What's more, that's not even the most surreal part of the arrangement. To get the plane where he wanted it, David McGowan had to transport the passenger jet via boat across the Wild Atlantic Way.
Fellow seafarers may have been more than a little confused to see the huge plane gliding across the rocky waves atop a boat.
Onlookers could have been forgiven for thinking the unusual contraption was an 'ekranoplan'. These ground effect vehicles were used by the Soviets and were vehicles designed to fly at low levels over the surface of the water.
Deidre Whitney is the property manager and the airport, she said: "We pulled out all the stops to assist, with safety and minimising disruption to airport customers our key priority."
"I certainly never thought I would see the day when an aircraft would be put on a barge and set sail out the estuary. It will have a new lease of life which will boost not only the local economy in Enniscrone, but right along the Wild Atlantic Way."

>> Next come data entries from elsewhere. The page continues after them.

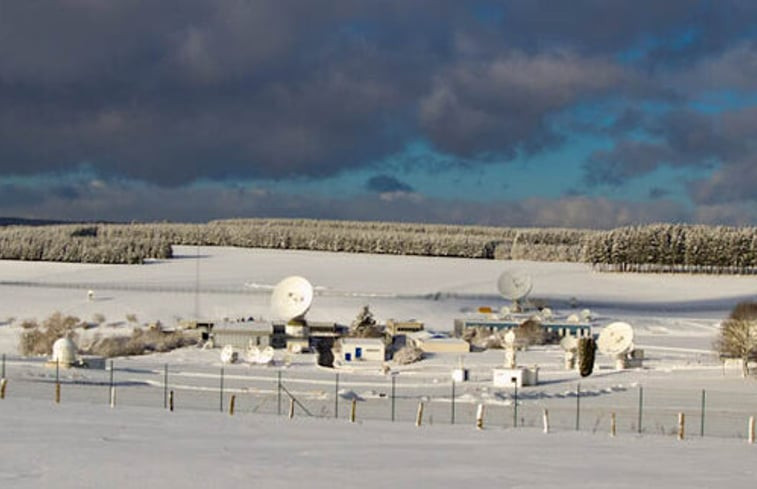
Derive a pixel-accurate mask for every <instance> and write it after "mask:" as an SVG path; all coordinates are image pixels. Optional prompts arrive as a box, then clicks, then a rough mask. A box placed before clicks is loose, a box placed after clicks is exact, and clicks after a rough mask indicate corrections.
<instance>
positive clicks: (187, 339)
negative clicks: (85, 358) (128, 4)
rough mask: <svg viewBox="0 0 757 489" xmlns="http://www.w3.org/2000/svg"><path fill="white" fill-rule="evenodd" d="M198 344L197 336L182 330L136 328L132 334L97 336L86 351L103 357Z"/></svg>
mask: <svg viewBox="0 0 757 489" xmlns="http://www.w3.org/2000/svg"><path fill="white" fill-rule="evenodd" d="M195 344H197V338H196V337H193V336H189V335H185V334H184V333H182V332H181V331H176V332H170V333H164V332H162V331H160V330H157V329H147V330H145V329H141V328H135V329H134V331H133V332H132V334H131V336H106V337H99V336H98V337H96V339H95V340H94V341H93V342H92V343H91V344H90V345H89V346H88V347H87V349H86V353H88V354H90V355H99V356H103V357H124V356H134V355H144V354H146V353H153V352H167V351H171V350H175V349H177V348H182V347H185V346H191V345H195Z"/></svg>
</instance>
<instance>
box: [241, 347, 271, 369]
mask: <svg viewBox="0 0 757 489" xmlns="http://www.w3.org/2000/svg"><path fill="white" fill-rule="evenodd" d="M273 355H274V351H273V348H271V347H270V346H266V347H265V348H262V349H261V348H259V347H257V346H251V347H250V348H248V349H247V361H248V362H250V363H254V364H256V365H268V364H269V363H271V362H272V361H273Z"/></svg>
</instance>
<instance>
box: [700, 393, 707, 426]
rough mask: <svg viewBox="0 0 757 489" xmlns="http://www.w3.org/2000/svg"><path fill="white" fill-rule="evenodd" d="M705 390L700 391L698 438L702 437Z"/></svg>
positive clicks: (703, 418) (705, 394) (704, 401)
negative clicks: (700, 401)
mask: <svg viewBox="0 0 757 489" xmlns="http://www.w3.org/2000/svg"><path fill="white" fill-rule="evenodd" d="M705 395H706V394H705V390H704V389H702V412H701V417H700V419H699V421H700V423H699V436H701V437H704V405H705V399H706V398H705Z"/></svg>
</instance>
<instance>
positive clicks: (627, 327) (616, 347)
mask: <svg viewBox="0 0 757 489" xmlns="http://www.w3.org/2000/svg"><path fill="white" fill-rule="evenodd" d="M597 348H599V352H600V353H602V354H604V355H610V356H619V355H625V354H626V353H628V352H629V351H631V350H632V349H633V328H632V327H631V325H630V324H628V323H623V322H616V323H612V324H609V325H608V326H605V328H604V329H603V330H602V332H601V333H600V334H599V338H598V339H597Z"/></svg>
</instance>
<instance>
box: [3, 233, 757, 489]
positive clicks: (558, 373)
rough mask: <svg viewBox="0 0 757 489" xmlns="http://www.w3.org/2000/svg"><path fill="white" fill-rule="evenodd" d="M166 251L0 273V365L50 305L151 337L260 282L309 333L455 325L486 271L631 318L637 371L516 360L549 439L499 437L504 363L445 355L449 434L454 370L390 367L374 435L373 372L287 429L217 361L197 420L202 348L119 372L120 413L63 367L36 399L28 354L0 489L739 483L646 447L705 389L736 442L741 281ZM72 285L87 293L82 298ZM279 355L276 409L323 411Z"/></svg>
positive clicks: (714, 420)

"We wish David and his crew a bon voyage and every success with this venture."
Mr McGowan told Today FM about his plans for the plane: "I have a 15 acre site there of marshy field and I was wondering what I could do with it. Whatever I was going to do with it, it had to be to do with tourism because we're on the Wild Atlantic Way.
"I got the idea that I might like a plane. There are so many planes that have been decommissioned that have gone out of service."
He went on to explain that he rang three airports, Dublin, Cork and Shannon, but only heard back from Shannon who told him the aircraft would be too big.
McGowan wasn't put off by the size though, and bought the plane anyway.